22 Views Asked by At

How does one determine the likelihood chi-squared is accurately determining features during feature selection of categorical data? To summarize the rest of this post, the chi-squared test doesn't appear to follow a discernible pattern so how can one be sure it is not eliminating important features, or keeping spurious ones? Is there another further test one can do?

There seem to be a number of heuristics surrounding the chi-squared tests. For example, observed and expected values should be greater than or equal to 5. Also, the number of samples should be greater than 13, but not too large. I could not find a documented upper bound, but a little experimentation indicates it increases or decreases considerably with a sample size of 100, at least with my sample data. Also, I notice that many examples standardize the data prior to feature selection.

To better understand, I generated my own data as follows:

A B C D E F
30 3 -0.967 -98.5 37207417 32
730 203 6.829 213.5 731059944 731
319 121 4.652 116.5 312290199 319
492 265 5.396 434.5 495552794 494
417 90 3.515 50.5 412029676 420

Feature A matches the response, F, though with a small random difference. Feature B does not match F. Feature C matches F, but at 100th the magnitude and a random difference of up to 30%. Feature D matches F, but at half the magnitude and a random error of up to 100%. E matches F, though scaled massively and with a random error of 30%.
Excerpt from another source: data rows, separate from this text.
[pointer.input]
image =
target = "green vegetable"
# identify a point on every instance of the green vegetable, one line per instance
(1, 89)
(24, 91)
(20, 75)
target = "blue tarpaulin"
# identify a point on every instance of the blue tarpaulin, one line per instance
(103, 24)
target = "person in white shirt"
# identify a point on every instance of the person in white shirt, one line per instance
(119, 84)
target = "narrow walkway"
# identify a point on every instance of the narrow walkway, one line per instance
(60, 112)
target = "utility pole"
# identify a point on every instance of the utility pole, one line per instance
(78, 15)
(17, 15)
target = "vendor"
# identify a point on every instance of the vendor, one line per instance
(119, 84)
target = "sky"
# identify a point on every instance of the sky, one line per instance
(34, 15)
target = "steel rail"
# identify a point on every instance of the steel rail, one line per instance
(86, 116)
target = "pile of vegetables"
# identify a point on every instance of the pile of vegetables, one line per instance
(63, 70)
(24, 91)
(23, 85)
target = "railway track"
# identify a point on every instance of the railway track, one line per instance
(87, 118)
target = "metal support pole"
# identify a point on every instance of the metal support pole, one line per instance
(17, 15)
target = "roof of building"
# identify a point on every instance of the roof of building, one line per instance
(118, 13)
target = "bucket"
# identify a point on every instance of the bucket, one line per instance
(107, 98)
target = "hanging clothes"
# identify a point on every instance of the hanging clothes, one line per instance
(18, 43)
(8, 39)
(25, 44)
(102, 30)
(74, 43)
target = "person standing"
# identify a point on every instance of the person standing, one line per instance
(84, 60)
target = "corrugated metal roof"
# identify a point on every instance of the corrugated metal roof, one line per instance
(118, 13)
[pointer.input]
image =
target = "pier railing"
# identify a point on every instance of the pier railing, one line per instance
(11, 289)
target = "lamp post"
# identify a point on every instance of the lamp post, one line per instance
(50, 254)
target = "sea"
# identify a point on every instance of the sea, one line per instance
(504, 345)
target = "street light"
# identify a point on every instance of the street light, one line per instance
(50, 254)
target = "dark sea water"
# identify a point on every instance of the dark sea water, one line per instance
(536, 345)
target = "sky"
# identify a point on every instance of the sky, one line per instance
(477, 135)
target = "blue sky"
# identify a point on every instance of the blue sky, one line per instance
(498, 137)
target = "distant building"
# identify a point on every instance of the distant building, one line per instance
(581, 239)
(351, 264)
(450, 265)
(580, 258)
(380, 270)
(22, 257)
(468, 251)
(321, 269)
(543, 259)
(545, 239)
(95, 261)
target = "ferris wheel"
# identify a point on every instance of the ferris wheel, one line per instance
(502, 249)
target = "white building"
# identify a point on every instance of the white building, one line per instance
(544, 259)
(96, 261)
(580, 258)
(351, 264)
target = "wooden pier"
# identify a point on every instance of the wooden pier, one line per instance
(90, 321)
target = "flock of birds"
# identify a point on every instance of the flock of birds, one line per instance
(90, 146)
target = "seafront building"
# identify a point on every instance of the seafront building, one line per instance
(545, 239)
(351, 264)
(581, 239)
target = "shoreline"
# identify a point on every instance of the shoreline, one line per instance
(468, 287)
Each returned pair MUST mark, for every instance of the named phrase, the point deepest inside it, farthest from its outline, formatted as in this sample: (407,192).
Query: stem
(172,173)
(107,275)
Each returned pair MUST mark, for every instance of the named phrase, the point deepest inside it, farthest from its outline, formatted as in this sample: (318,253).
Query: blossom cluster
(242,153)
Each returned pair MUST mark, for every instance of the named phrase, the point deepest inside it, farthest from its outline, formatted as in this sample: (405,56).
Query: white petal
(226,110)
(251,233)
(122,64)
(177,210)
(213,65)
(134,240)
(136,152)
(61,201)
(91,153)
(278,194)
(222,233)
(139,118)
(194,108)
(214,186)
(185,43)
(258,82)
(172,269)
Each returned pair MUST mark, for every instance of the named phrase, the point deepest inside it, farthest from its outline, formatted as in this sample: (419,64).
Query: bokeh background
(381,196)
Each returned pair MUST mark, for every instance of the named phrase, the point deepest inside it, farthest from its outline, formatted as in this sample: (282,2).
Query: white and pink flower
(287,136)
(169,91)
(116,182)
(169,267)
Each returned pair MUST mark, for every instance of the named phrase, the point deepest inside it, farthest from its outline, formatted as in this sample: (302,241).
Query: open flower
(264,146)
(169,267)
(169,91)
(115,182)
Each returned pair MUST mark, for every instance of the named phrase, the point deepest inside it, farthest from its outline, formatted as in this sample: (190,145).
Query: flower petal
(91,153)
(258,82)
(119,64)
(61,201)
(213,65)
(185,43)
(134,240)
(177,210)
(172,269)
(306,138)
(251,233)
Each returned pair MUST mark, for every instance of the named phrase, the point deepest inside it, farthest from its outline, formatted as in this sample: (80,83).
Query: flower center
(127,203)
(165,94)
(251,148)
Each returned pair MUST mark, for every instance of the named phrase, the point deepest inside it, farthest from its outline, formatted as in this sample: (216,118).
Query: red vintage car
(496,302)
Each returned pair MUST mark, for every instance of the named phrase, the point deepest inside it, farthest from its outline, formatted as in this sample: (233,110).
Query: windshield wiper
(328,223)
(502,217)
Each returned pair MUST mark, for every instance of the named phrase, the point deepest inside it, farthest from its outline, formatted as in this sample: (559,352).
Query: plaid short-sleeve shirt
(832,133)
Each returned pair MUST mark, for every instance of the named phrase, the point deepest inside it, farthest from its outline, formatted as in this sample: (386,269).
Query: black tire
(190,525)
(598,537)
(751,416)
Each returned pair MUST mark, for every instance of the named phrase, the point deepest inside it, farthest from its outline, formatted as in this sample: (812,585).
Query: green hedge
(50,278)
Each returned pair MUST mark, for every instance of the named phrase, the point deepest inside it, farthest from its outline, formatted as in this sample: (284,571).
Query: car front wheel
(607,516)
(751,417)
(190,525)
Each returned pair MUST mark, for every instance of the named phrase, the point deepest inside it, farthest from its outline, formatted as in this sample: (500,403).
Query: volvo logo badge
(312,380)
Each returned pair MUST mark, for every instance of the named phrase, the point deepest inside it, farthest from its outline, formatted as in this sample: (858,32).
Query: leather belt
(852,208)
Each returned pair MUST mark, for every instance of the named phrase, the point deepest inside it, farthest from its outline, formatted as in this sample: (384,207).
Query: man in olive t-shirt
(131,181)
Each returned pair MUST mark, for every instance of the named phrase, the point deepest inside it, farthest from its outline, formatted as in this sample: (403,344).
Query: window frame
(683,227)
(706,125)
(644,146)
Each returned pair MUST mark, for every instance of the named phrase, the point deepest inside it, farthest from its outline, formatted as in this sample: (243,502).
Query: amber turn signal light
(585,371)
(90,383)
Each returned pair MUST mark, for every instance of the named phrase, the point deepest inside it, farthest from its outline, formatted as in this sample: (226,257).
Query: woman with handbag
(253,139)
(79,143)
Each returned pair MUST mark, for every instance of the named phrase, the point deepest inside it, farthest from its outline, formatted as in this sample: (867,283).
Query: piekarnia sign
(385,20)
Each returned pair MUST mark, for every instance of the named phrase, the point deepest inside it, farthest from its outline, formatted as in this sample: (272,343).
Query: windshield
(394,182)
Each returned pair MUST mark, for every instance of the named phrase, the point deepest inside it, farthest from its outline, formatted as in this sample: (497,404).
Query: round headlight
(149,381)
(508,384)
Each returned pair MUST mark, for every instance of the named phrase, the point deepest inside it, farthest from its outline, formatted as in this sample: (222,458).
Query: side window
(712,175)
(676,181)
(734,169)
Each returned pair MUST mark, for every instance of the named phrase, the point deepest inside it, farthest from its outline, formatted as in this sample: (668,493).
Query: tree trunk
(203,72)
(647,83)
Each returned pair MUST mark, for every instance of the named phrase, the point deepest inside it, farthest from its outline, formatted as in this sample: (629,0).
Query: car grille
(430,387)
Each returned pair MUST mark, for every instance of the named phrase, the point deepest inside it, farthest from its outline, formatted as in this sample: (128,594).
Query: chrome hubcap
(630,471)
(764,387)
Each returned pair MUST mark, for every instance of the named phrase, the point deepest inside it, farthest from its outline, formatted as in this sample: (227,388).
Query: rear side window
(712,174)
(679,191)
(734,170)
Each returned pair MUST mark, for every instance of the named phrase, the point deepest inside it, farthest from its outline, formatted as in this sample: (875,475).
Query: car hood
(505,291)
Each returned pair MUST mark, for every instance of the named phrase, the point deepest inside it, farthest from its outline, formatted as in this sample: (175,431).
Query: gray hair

Without scaling, I generated chi-squared values and probabilities. A, D and E showed dependence on F with probabilities upwards of .9. D had a probability of 1!

I then standardized and scaled all the values between 0 and 1. All the features showed dependence with a probability near 1. This made some intuitive sense because I violated the heuristic of feature magnitudes >= 5.

I then finally standardized, scaled and multiplied by 100 so the features are more reasonably sized. Now only features A and E show dependence.

I then regenerated the data with the same algorithm as follows: |A |B |C |D |E |F |---|---|-------|-------|-----------|-- |426|498|4.982 |165.0 |427891218 |426 |378|89 |2.565 |234.0 |370449414 |378 |264|436|1.579 |50.5 |253152641 |256 |854|219|8.429 |511.5 |847785255 |862 |443|260|3.507 |437.0 |441054258 |435

With the raw values, A, C and E show dependence upwards of 90%. This differs from the first run where A, D and E showed dependence. The standardized and scaled between 0 and 1 showed high dependence across all features again. Finally, the standardized and scaled between 0 and 100 run show A and E having high dependence.

I realize this is a long question, but again, how does one know whether the results of the chi-squared tests are at all reliable? Further, is my notion of standardizing and scaling to 100 a reasonable approach?

Thanks in Advance!

P.S. I realize my sample data violates the heuristic of 13 samples, but I wanted to keep the tables simpler for this post.